The Pippin in "Thain" at least is going to follow the book rather than the movie: he will become "good friends" with Farmer Maggot in that story. As a farmer's son, he would be less likely to steal another farmer's crops, I think. (Cookies, now, from his own aunt's seemingly inexhaustible supply... well, that's another matter).

"Flames" is revisionist history? Really? How so?

BodkinReviewed Chapter: 37 on 7/5/2004
Glad Ferdi is recovering - and that he seems to be learning to manipulate Pippin.

Love Woodruff. What a hobbit.

Author Reply: Ah, those manipulative Tooks...

Thanks!

ConnieReviewed Chapter: 37 on 7/5/2004
Glad to see you working on this one again.
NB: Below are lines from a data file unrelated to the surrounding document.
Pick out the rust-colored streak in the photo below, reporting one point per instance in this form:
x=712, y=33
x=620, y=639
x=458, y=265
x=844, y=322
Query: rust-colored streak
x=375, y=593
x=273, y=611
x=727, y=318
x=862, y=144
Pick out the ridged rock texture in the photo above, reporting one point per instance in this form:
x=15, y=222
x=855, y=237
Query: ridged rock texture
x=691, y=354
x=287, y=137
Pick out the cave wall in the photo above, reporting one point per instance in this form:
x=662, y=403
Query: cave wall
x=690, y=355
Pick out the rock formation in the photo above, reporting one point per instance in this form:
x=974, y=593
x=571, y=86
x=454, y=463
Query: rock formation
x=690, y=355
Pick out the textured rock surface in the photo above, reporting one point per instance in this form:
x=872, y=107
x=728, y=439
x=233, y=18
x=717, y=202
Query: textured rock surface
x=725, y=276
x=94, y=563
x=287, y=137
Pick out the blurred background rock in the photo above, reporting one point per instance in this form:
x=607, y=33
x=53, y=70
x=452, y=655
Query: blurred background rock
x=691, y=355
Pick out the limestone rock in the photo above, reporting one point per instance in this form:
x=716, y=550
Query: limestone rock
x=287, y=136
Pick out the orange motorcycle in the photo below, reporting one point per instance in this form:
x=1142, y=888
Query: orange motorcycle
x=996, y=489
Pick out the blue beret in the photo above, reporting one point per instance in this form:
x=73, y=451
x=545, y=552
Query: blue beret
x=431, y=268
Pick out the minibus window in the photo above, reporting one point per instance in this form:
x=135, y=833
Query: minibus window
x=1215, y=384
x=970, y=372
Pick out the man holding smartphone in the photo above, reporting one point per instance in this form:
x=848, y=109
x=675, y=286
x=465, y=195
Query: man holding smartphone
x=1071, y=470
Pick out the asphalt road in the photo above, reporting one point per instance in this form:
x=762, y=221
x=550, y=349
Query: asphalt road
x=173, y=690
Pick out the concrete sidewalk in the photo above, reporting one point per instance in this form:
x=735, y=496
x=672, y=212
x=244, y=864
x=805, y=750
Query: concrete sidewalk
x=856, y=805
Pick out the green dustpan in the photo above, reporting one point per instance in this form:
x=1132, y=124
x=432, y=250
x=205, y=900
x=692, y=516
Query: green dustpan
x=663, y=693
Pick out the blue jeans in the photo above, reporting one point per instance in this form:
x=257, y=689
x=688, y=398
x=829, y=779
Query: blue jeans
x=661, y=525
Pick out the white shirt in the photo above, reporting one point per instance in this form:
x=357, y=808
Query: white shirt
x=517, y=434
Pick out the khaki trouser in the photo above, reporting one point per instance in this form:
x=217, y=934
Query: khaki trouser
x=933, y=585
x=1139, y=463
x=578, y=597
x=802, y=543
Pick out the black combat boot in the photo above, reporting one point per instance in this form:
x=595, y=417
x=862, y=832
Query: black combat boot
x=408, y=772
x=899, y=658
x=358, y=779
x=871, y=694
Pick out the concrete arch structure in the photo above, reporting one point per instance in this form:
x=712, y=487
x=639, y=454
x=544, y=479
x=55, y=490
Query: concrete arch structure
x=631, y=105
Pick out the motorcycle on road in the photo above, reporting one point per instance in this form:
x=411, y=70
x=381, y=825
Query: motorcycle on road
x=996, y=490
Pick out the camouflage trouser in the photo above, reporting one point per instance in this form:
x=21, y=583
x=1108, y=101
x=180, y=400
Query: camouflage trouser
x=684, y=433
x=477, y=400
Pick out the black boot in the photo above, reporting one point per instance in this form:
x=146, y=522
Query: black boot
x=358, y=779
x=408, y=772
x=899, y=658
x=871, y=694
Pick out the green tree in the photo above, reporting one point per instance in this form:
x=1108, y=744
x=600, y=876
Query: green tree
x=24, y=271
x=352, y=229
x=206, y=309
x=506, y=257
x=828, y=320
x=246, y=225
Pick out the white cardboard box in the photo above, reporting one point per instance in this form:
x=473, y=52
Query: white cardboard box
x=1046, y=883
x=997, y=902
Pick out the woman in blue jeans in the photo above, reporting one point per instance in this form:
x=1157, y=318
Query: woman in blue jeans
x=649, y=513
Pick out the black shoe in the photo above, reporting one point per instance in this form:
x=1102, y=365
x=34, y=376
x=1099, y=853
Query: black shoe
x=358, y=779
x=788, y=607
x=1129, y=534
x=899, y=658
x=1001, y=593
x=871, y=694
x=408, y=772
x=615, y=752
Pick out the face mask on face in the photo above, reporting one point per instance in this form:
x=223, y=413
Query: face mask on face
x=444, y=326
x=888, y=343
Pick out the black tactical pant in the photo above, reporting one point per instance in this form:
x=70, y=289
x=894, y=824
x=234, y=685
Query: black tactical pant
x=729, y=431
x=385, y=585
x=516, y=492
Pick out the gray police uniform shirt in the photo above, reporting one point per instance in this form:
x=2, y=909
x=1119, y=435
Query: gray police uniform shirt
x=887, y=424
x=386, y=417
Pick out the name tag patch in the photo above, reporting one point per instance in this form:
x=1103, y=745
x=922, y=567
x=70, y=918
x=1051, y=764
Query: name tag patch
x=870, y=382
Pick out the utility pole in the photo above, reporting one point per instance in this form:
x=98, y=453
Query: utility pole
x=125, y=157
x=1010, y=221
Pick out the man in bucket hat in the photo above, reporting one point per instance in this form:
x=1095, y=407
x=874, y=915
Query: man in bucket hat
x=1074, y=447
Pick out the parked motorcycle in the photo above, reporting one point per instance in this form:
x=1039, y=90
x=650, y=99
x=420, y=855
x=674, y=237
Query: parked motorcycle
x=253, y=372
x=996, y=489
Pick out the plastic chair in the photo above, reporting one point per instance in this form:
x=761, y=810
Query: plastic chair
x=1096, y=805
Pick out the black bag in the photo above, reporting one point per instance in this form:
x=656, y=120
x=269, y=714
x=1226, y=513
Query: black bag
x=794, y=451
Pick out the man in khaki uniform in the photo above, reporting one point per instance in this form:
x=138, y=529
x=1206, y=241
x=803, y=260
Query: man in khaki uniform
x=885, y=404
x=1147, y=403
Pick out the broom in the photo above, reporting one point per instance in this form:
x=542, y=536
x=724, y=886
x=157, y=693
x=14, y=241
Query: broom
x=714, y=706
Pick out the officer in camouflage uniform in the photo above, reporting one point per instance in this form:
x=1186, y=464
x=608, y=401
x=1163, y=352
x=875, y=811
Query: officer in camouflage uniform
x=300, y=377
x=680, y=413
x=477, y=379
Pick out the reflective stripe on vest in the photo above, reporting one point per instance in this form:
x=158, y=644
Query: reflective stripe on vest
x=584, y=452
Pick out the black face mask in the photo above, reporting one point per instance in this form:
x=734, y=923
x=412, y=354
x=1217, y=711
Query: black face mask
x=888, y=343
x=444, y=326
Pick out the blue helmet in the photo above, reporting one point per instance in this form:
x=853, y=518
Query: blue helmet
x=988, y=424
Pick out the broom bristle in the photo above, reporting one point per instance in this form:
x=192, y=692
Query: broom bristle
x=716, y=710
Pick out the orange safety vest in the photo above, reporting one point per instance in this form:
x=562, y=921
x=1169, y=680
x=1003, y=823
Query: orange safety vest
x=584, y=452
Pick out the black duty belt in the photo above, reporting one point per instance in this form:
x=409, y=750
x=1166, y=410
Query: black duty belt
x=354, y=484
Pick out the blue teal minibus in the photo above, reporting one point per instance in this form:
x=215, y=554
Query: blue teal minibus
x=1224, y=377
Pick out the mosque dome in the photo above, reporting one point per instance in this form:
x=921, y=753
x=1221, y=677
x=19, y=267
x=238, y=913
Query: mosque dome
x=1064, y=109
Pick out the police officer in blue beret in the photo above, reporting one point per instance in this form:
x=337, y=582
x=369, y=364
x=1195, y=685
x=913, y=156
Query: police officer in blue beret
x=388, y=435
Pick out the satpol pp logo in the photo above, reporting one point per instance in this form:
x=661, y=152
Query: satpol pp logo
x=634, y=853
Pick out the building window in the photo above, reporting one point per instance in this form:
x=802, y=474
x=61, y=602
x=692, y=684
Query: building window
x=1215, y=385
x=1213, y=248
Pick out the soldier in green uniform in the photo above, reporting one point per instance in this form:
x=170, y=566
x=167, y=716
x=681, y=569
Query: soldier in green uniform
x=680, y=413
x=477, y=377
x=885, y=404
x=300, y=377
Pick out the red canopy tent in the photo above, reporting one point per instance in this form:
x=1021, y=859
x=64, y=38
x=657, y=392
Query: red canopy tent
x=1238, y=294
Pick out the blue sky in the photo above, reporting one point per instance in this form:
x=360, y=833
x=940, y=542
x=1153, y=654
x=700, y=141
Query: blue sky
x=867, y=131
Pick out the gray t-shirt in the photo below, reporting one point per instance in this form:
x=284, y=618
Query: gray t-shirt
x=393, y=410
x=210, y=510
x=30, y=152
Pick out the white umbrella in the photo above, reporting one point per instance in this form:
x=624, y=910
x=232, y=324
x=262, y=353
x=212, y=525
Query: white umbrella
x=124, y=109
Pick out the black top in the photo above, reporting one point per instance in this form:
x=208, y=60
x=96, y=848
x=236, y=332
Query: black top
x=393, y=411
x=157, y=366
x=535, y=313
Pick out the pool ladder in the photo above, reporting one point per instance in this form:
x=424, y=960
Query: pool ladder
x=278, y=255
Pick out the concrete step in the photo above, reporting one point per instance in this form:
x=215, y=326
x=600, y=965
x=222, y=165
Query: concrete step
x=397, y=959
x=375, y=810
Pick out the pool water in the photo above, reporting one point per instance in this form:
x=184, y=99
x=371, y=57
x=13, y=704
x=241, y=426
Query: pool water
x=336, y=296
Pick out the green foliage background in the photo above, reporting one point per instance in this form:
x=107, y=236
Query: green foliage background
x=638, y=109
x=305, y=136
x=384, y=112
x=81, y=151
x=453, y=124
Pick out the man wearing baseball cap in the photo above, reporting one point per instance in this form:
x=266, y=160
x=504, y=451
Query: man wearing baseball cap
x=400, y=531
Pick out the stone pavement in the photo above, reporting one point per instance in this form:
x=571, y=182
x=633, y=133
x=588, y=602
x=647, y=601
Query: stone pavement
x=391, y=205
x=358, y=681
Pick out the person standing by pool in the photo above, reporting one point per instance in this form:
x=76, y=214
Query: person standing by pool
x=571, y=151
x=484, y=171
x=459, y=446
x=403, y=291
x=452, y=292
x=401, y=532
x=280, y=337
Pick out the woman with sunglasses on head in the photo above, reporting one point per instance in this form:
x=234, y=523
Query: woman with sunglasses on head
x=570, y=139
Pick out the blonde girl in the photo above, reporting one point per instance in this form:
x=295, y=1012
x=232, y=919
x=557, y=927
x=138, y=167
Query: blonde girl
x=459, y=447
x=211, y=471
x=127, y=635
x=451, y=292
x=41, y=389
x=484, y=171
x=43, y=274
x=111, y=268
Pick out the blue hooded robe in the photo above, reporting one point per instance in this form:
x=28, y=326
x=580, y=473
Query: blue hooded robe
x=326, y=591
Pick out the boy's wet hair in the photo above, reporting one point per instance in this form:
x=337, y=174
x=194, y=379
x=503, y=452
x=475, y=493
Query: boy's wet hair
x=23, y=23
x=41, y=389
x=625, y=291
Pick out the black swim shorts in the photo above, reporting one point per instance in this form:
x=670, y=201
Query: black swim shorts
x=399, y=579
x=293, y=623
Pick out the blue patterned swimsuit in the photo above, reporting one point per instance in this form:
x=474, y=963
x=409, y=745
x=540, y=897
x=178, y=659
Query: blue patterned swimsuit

Sorry to hear about your loss, though. I meant to write you earlier and say so, but life is really busy right now.

I'm really getting curious to see who does win the All Shire Race. I think it will be Ferdi on the stalion, but any story can have an unexpected twist.

Thanks.

Connie.

Author Reply: KWYM about busy life. I appreciate your taking the time to comment! As for plot developments, well, hopefully there are a few surprises yet to be seen.

Lyta PadfootReviewed Chapter: 37 on 7/5/2004
So Ferdi had a visit from the 'While You were Out' crew? Or was it 'Surprise by Design'? The Woodruff/Ferdi interction was priceless.

Author Reply: While You Were Out? Sounds intriguing. How nice it would be to go out and come back and find everything beautified. Thanks for commenting!